Most adults in the United States keep abreast of scientific developments through news accounts. Yet only about 23 percent of those adults understand the nature of scientific inquiry well enough to make informed judgments about those science stories, finds a new survey performed for the National Science Foundation. Similarly, though most of the adults polled said they were interested in the environment and pollution, only about one in nine could offer even "a minimally correct scientific explanation" of environmental concepts such as global warming.

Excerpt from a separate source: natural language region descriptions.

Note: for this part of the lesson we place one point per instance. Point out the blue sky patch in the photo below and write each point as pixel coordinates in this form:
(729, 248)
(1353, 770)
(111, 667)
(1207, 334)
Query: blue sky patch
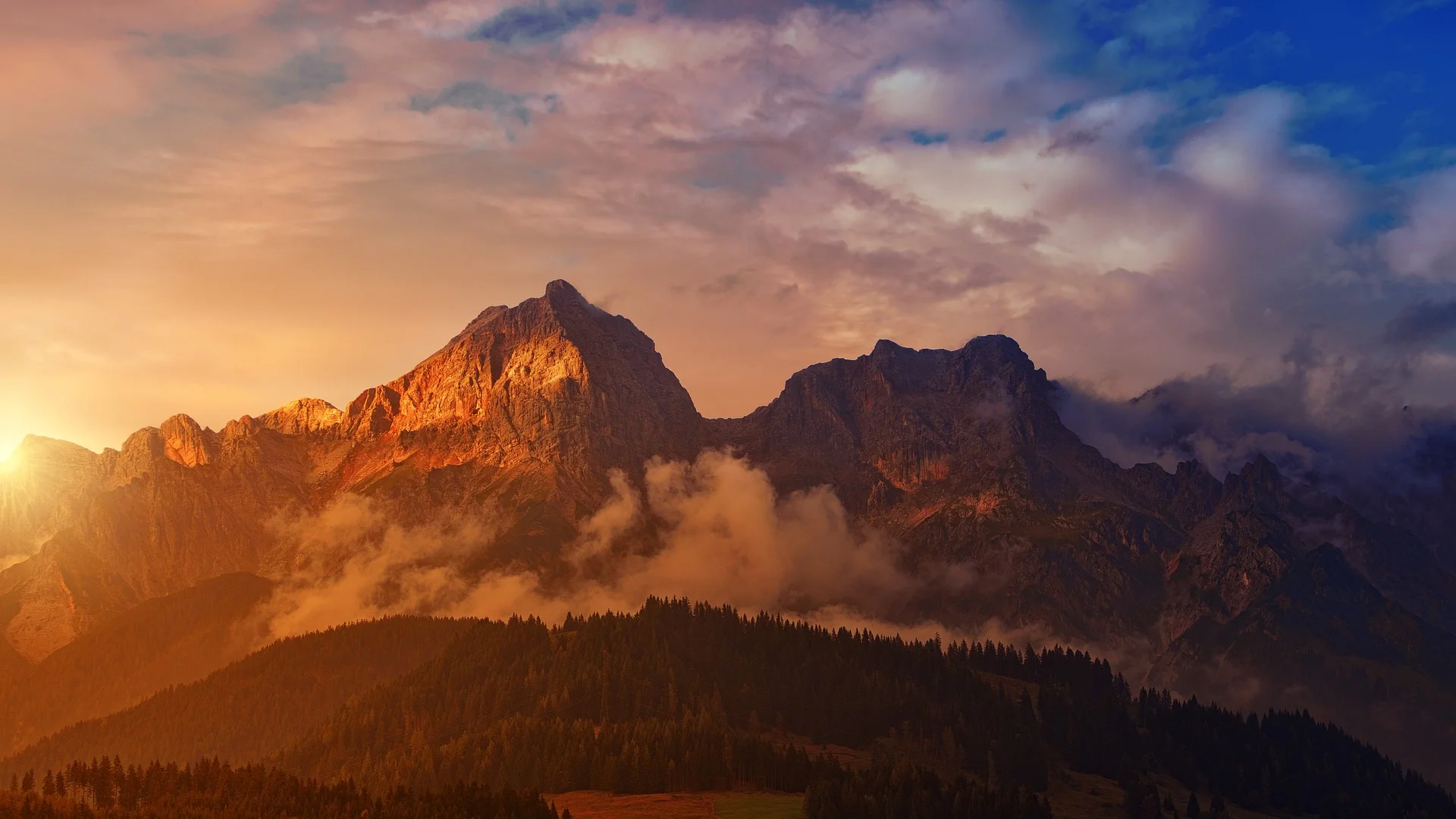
(538, 22)
(305, 77)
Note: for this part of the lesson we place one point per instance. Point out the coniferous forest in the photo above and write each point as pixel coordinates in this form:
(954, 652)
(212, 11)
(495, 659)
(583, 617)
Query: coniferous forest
(683, 697)
(105, 789)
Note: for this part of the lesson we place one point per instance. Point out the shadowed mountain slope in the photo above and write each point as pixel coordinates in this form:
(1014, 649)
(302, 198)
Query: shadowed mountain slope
(959, 457)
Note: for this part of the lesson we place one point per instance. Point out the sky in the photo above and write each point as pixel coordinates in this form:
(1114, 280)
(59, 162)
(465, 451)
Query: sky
(218, 206)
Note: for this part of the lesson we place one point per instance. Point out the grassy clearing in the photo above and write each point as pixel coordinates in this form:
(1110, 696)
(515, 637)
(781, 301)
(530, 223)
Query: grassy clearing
(759, 806)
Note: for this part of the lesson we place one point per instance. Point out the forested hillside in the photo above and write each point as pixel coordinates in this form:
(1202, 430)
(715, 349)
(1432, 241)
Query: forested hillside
(258, 704)
(680, 695)
(689, 697)
(108, 790)
(165, 642)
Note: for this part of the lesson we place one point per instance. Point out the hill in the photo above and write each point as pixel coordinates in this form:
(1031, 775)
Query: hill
(159, 643)
(696, 698)
(258, 704)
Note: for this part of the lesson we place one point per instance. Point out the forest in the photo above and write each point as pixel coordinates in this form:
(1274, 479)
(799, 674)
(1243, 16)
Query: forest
(105, 789)
(683, 697)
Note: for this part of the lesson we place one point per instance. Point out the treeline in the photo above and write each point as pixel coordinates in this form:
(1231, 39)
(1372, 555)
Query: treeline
(692, 697)
(215, 790)
(899, 792)
(256, 706)
(513, 701)
(679, 695)
(1279, 761)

In the 12th issue of NSF's biennial Science & Engineering Indicators, published last week, Jon D. Miller and Linda Pifer of the Chicago Academy of Sciences unveil their updated survey on science literacy in the United States. The 1995 data show that about 70 percent of adults think science is valuable, continuing a trend more than 2 decades long (see p. 360). At the same time, Miller points out, understanding of particular concepts-or even of how science is performed-remains low.
For instance, he and Pifer found that fewer than 10 percent of adults can describe a molecule beyond noting that it's small. Only 20 percent can even minimally define DNA, and slightly fewer than half know that Earth rotates around the sun once a year.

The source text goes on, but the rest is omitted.